IMF upgrades UK growth forecast to 2.4% from 1.9%

21 January 2014

2:36 PM

21 January 2014

2:36 PM

The good thing about economic forecasting is that it’s only right when it’s good news for your party. Today the IMF has upgraded its growth forecast for the UK in 2014 from 1.9% to 2.4%, which means that from a Coalition perspective the organisation – having had a rather rocky relationship with the Treasury over the past year or so – is entirely right and filled with jolly good fellows. This is the biggest upgrade for any developed nation. The IMF also said that growth in 2015 will be 2.2%.

George Osborne calculated when he delivered last year’s Budget that he just needed to buy some time until the summer, when the recovery could begin. Now he and David Cameron are making the most of talking about their ‘long-term economic plan’ (Cameron even has a clunky hashtag) to contrast it with the associations that voters still make between Labour and economic chaos.

But as the good news keeps coming for the Tories, naturally it dries up for the Labour party, who had been drawing deep from the pool of poor figures and disparaging predictions in 2012 and early 2013. Ed Balls has released his stock response:

‘After three damaging years of flatlining, any growth is both welcome and long overdue. But this is the slowest recovery for 100 years and working people are facing a cost-of-living crisis with real wages now down £1600 a year under David Cameron.
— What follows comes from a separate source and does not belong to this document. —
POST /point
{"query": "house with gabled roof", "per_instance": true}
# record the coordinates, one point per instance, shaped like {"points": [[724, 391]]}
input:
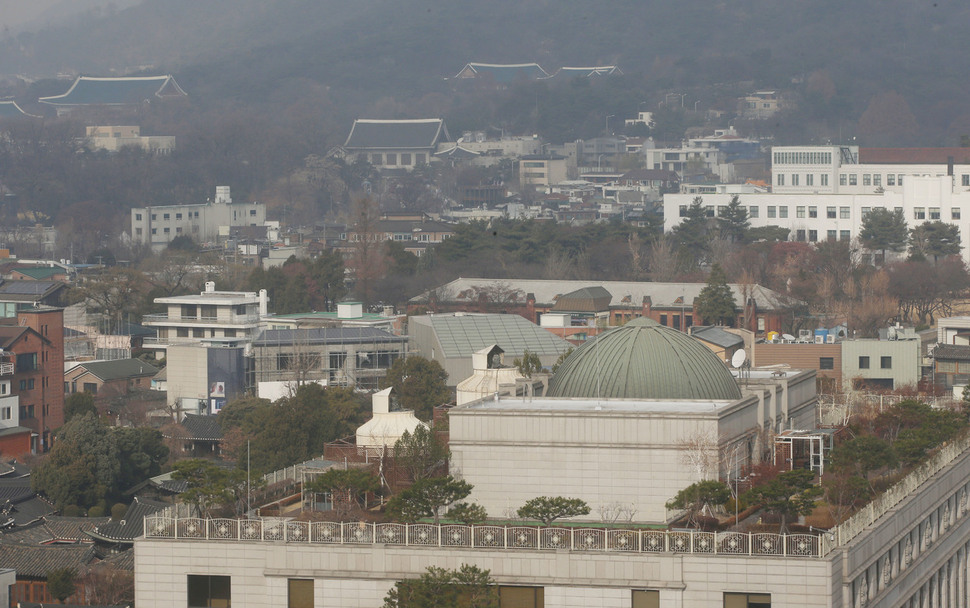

‘With business investment still weak and the IMF forecasting that UK growth will slow down again next year, it’s clear that this is not yet a recovery that is built to last. Simply to catch up all the lost ground since 2010 we need 1.5 per cent growth each quarter between now and the election.

‘Instead of more complacency from George Osborne we need Labour’s plan to secure a stronger recovery and earn our way to higher living standards for the many, not just a few at the top. That means reforms to our banks and energy market, expanding free childcare to make work pay, a compulsory jobs guarantee and a plan to build 200,000 new homes a year.’